Sun’s group is exploring how cells regulate gene expression, using the budding yeast Saccharomyces cerevisiae as a model system.

Sun lab

From left, Zu-Wen Sun, Ph.D., Mahesh Chandrasekharan, Fu Huang and colleagues are studying how cells regulate gene expression.

One way that cells flip the switches of gene expression is by modifying histone proteins — DNA wraps around groups of these proteins in the cell nucleus. Chemical modifications (“marks”) on the histones signal whether nearby genes should be turned on or off.

Sun and his colleagues have now detailed the activity of a histone-modifying protein called Jhd2. Jhd2 — a yeast protein that is similar to the human protein SMCX — removes chemical “marks” from a particular histone. A mutation in SMCX has been linked to mental retardation, and in collaboration with the group of Scott Hiebert, Ph.D., professor of Biochemistry, the researchers showed that the mutation affects the protein’s stability.

The team’s paper in the Aug. 6 issue of the Journal of Biological Chemistry was selected as a “Paper of the Week.” This distinction is awarded by the editors to the top 1 percent of papers published each year in the journal.

“Our work gives details about Jhd2′s mechanism and how it’s regulated — very basic results — and it also has an implication for human disease,” Sun said. “It begins to explain how a particular mutation in this enzyme can cause mental retardation.”

Sun and his colleagues demonstrated that two regions of the Jhd2 protein interact with each other, and that disruption of this interaction — for example by mutations like the one in SMCX — causes the protein to become unstable.

The investigators discovered that another protein monitors the interaction of the two domains in Jhd2, and targets Jhd2 for degradation if the domains do not interact correctly. Their findings also suggest that this monitoring mechanism is conserved between yeast Jhd2 and human SMCX.

It might be possible, Sun said, to develop drugs that can stabilize the interaction and restore the protein’s function, which could help patients with mental retardation or other diseases caused by mutations in Jhd2-like proteins.

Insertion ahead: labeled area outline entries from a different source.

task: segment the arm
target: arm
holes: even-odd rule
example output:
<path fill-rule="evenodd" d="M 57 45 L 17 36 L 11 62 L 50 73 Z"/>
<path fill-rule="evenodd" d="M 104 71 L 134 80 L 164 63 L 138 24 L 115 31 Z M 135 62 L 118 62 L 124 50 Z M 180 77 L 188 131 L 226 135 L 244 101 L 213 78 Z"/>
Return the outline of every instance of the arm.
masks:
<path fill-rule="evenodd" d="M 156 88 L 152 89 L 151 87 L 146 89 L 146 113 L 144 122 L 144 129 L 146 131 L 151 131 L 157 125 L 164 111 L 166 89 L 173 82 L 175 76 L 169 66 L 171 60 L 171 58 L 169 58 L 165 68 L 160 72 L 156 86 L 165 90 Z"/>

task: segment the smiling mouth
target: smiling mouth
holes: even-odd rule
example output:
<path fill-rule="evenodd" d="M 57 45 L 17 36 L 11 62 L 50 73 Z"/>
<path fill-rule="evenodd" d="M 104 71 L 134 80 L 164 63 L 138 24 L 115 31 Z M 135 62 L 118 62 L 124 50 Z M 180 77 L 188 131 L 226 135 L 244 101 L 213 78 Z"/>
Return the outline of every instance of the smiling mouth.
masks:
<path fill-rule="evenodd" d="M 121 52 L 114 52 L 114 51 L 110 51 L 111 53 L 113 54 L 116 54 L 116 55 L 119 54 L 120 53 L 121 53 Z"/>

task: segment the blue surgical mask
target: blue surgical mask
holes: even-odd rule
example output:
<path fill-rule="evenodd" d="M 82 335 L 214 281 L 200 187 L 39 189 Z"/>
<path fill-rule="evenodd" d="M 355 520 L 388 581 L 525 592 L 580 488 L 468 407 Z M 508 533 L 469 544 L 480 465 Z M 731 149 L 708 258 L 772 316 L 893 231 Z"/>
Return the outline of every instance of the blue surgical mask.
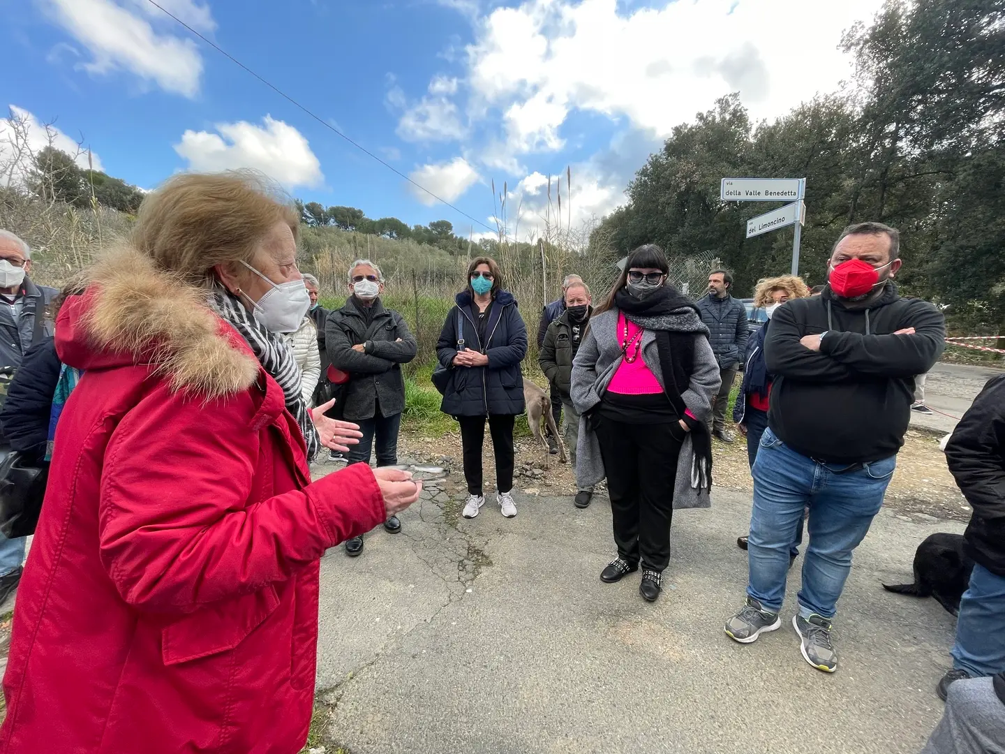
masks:
<path fill-rule="evenodd" d="M 479 296 L 484 296 L 492 290 L 492 281 L 478 275 L 471 278 L 471 290 Z"/>

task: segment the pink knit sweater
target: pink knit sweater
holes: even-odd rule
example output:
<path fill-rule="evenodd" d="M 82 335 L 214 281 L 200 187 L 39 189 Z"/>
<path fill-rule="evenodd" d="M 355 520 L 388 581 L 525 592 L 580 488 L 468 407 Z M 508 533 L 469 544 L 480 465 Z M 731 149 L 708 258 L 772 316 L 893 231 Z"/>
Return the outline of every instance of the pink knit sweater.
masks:
<path fill-rule="evenodd" d="M 638 340 L 635 342 L 640 346 L 638 358 L 631 363 L 627 359 L 621 360 L 621 365 L 614 373 L 614 377 L 611 378 L 611 383 L 607 386 L 608 392 L 620 393 L 622 395 L 650 395 L 652 393 L 663 392 L 663 388 L 659 385 L 656 375 L 650 371 L 649 367 L 642 360 L 641 328 L 634 323 L 627 322 L 624 312 L 618 315 L 618 342 L 621 343 L 624 340 L 626 323 L 628 325 L 628 340 L 630 341 L 638 335 Z M 635 343 L 628 349 L 628 356 L 635 355 Z"/>

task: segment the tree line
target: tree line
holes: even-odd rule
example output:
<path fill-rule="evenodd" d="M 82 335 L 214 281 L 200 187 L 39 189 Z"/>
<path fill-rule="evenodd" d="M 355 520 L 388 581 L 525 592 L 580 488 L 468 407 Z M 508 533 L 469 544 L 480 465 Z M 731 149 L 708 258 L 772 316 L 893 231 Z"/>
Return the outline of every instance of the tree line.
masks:
<path fill-rule="evenodd" d="M 900 230 L 908 294 L 1005 327 L 1005 0 L 887 0 L 842 48 L 855 76 L 837 93 L 757 124 L 731 95 L 673 129 L 591 246 L 714 251 L 749 292 L 789 270 L 792 231 L 746 238 L 748 219 L 780 205 L 723 202 L 721 179 L 806 178 L 810 282 L 843 226 L 876 220 Z"/>
<path fill-rule="evenodd" d="M 300 221 L 309 227 L 337 227 L 396 240 L 410 239 L 416 243 L 426 243 L 441 248 L 451 254 L 465 253 L 469 247 L 466 238 L 453 234 L 453 223 L 449 220 L 433 220 L 428 225 L 409 227 L 397 217 L 381 217 L 373 220 L 367 217 L 362 209 L 356 207 L 340 206 L 326 209 L 319 202 L 305 204 L 299 199 L 294 203 L 300 213 Z"/>

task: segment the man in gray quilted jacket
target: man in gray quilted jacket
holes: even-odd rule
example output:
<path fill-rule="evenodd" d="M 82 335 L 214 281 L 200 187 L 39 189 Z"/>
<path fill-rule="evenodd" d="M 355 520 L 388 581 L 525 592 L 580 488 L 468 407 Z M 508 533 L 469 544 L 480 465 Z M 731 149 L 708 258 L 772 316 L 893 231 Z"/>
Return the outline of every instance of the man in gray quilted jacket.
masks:
<path fill-rule="evenodd" d="M 726 408 L 730 390 L 737 377 L 740 360 L 747 352 L 747 309 L 743 302 L 734 299 L 733 275 L 725 269 L 716 269 L 709 275 L 709 295 L 695 302 L 701 321 L 709 328 L 709 342 L 719 362 L 722 387 L 713 402 L 712 431 L 723 442 L 733 442 L 733 432 L 726 428 Z"/>

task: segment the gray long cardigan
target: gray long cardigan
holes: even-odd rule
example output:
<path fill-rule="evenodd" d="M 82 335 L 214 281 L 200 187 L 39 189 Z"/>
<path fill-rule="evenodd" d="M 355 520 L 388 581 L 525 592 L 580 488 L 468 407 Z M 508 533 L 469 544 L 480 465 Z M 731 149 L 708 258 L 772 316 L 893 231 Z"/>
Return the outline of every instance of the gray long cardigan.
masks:
<path fill-rule="evenodd" d="M 716 355 L 709 345 L 709 330 L 691 310 L 671 315 L 674 330 L 694 333 L 694 367 L 690 384 L 680 397 L 698 421 L 706 421 L 712 414 L 713 396 L 719 392 L 720 374 Z M 586 413 L 603 398 L 614 373 L 621 365 L 621 344 L 617 335 L 618 311 L 608 310 L 590 319 L 590 328 L 572 366 L 572 402 L 580 414 L 579 443 L 576 445 L 576 483 L 580 490 L 589 490 L 607 475 L 600 455 L 600 442 L 596 432 L 588 426 Z M 656 334 L 646 330 L 642 334 L 642 361 L 663 384 L 656 350 Z M 677 477 L 673 490 L 673 508 L 709 508 L 712 500 L 705 490 L 690 485 L 694 448 L 690 434 L 684 438 L 677 459 Z"/>

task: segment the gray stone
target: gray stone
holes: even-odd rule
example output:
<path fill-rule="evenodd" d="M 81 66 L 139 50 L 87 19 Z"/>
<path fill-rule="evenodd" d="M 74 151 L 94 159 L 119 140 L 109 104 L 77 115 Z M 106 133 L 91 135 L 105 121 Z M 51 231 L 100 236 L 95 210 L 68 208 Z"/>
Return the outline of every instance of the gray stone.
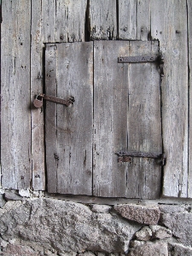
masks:
<path fill-rule="evenodd" d="M 38 256 L 40 255 L 38 252 L 35 252 L 32 248 L 22 245 L 9 244 L 6 248 L 3 248 L 3 256 Z"/>
<path fill-rule="evenodd" d="M 169 243 L 168 248 L 172 256 L 192 255 L 192 247 L 184 247 L 183 245 L 179 243 Z"/>
<path fill-rule="evenodd" d="M 141 230 L 136 232 L 136 238 L 140 241 L 148 241 L 152 237 L 152 231 L 148 227 L 143 227 Z"/>
<path fill-rule="evenodd" d="M 92 252 L 85 252 L 84 253 L 79 253 L 79 256 L 96 256 Z"/>
<path fill-rule="evenodd" d="M 160 219 L 160 212 L 158 207 L 137 205 L 117 205 L 114 209 L 122 217 L 145 224 L 156 224 Z"/>
<path fill-rule="evenodd" d="M 141 245 L 143 245 L 143 244 L 145 244 L 145 241 L 143 241 L 132 240 L 132 241 L 131 241 L 130 247 L 140 247 Z"/>
<path fill-rule="evenodd" d="M 166 242 L 147 241 L 131 248 L 127 256 L 168 256 L 168 248 Z"/>
<path fill-rule="evenodd" d="M 184 211 L 182 206 L 160 205 L 159 208 L 162 213 L 182 212 Z"/>
<path fill-rule="evenodd" d="M 76 256 L 77 255 L 77 253 L 61 253 L 61 252 L 58 252 L 57 254 L 59 256 Z"/>
<path fill-rule="evenodd" d="M 6 201 L 3 199 L 3 195 L 0 194 L 0 208 L 3 208 L 5 203 Z"/>
<path fill-rule="evenodd" d="M 20 200 L 22 201 L 23 198 L 21 196 L 20 196 L 19 195 L 15 194 L 15 192 L 12 191 L 6 191 L 4 193 L 4 198 L 7 201 L 16 201 L 16 200 Z"/>
<path fill-rule="evenodd" d="M 192 246 L 192 213 L 173 212 L 164 213 L 162 224 L 172 231 L 184 246 Z"/>
<path fill-rule="evenodd" d="M 172 236 L 172 232 L 169 229 L 166 229 L 159 225 L 151 225 L 153 238 L 166 239 Z"/>
<path fill-rule="evenodd" d="M 35 199 L 0 211 L 3 239 L 51 245 L 58 252 L 126 252 L 141 225 L 79 203 Z M 1 210 L 1 209 L 0 209 Z"/>
<path fill-rule="evenodd" d="M 108 213 L 111 210 L 111 207 L 106 205 L 91 205 L 90 208 L 92 212 L 100 213 Z"/>

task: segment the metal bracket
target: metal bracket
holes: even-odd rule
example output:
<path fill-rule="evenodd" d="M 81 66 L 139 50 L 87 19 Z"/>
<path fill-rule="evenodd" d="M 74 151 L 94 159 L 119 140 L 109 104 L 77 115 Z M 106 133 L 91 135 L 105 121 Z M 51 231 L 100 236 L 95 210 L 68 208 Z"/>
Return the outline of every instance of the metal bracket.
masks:
<path fill-rule="evenodd" d="M 47 100 L 47 101 L 53 102 L 55 103 L 66 105 L 67 107 L 68 107 L 70 104 L 73 104 L 74 102 L 74 97 L 73 97 L 73 96 L 71 96 L 66 100 L 57 98 L 55 96 L 49 96 L 45 94 L 39 94 L 38 96 L 42 97 L 44 100 Z"/>
<path fill-rule="evenodd" d="M 159 56 L 127 56 L 119 57 L 119 63 L 141 63 L 141 62 L 156 62 Z"/>
<path fill-rule="evenodd" d="M 117 152 L 118 162 L 132 162 L 132 157 L 143 157 L 143 158 L 151 158 L 151 159 L 159 159 L 160 166 L 166 166 L 166 154 L 161 153 L 145 153 L 145 152 Z"/>
<path fill-rule="evenodd" d="M 158 62 L 160 67 L 160 74 L 164 76 L 163 65 L 164 56 L 162 52 L 159 56 L 157 55 L 140 55 L 140 56 L 125 56 L 118 57 L 118 63 L 143 63 L 143 62 Z"/>

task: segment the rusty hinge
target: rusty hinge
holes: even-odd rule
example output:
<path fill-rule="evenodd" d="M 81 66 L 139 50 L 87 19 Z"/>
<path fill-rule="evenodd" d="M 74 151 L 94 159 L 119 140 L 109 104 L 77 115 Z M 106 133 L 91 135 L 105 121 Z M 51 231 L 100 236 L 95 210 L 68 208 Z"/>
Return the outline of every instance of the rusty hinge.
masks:
<path fill-rule="evenodd" d="M 74 102 L 73 96 L 68 97 L 67 99 L 61 99 L 61 98 L 57 98 L 55 96 L 49 96 L 45 94 L 38 94 L 36 96 L 36 98 L 33 102 L 33 105 L 36 108 L 41 108 L 43 106 L 43 99 L 49 101 L 49 102 L 53 102 L 55 103 L 66 105 L 67 107 L 68 107 L 70 104 L 73 104 L 73 102 Z"/>
<path fill-rule="evenodd" d="M 159 164 L 161 166 L 166 166 L 166 155 L 162 153 L 145 153 L 145 152 L 117 152 L 119 163 L 122 162 L 132 162 L 132 157 L 143 157 L 143 158 L 151 158 L 160 160 Z"/>
<path fill-rule="evenodd" d="M 164 56 L 160 52 L 159 56 L 157 55 L 140 55 L 140 56 L 125 56 L 119 57 L 118 63 L 142 63 L 142 62 L 158 62 L 160 67 L 160 76 L 164 76 L 163 65 Z"/>

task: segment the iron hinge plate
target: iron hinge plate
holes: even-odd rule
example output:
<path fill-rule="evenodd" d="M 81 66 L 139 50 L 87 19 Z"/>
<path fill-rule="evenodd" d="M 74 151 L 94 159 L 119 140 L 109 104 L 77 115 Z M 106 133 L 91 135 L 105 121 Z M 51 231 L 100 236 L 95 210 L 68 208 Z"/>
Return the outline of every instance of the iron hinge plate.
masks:
<path fill-rule="evenodd" d="M 132 157 L 142 157 L 142 158 L 149 158 L 149 159 L 157 159 L 160 160 L 158 164 L 160 166 L 166 166 L 166 154 L 162 153 L 146 153 L 146 152 L 117 152 L 116 154 L 118 155 L 118 162 L 132 162 Z"/>

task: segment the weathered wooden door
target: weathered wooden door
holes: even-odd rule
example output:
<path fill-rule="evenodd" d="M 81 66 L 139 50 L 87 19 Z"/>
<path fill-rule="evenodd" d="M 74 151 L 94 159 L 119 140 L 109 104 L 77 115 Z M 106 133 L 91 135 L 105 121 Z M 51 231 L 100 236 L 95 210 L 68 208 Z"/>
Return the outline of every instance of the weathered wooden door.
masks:
<path fill-rule="evenodd" d="M 46 104 L 49 192 L 160 196 L 156 160 L 118 160 L 120 151 L 162 153 L 158 64 L 118 62 L 141 55 L 158 56 L 158 42 L 47 44 L 46 94 L 75 99 L 69 107 Z"/>

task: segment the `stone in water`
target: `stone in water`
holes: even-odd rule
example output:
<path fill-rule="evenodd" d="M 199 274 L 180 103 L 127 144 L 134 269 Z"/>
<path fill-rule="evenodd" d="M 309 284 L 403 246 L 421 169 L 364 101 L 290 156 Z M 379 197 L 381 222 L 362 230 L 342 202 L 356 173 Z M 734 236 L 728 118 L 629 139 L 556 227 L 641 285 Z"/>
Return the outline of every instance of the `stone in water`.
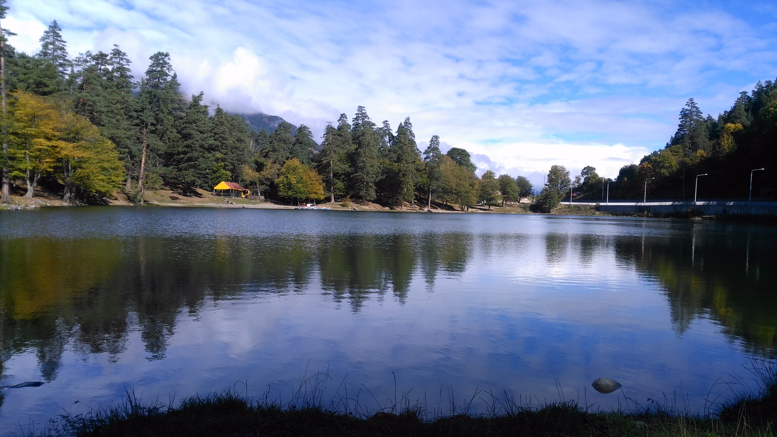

“The potential for helping patients is a long way off, but the more we know, the more likely it will be that we can discover a way to correct the problem.”

The team also probed how Jhd2 binds to the DNA-histone complex known as chromatin. They showed that a part of the Jhd2 protein called the “PHD finger” — a domain that is evolutionarily conserved from yeast to humans — was required for Jhd2 to interact with chromatin. However, it did not bind to the histone site that PHD finger domains in other proteins normally recognize.

Sun and his colleagues are now trying to identify the PHD finger-binding site on histone, which could represent a drug target site for regulating Jhd2/SMCX activity.

Graduate student Fu Huang was the first author of the paper. The National Institutes of Health, Vanderbilt-Ingram Cancer Center and Robert J. and Helen C. Kleberg Foundation supported the research.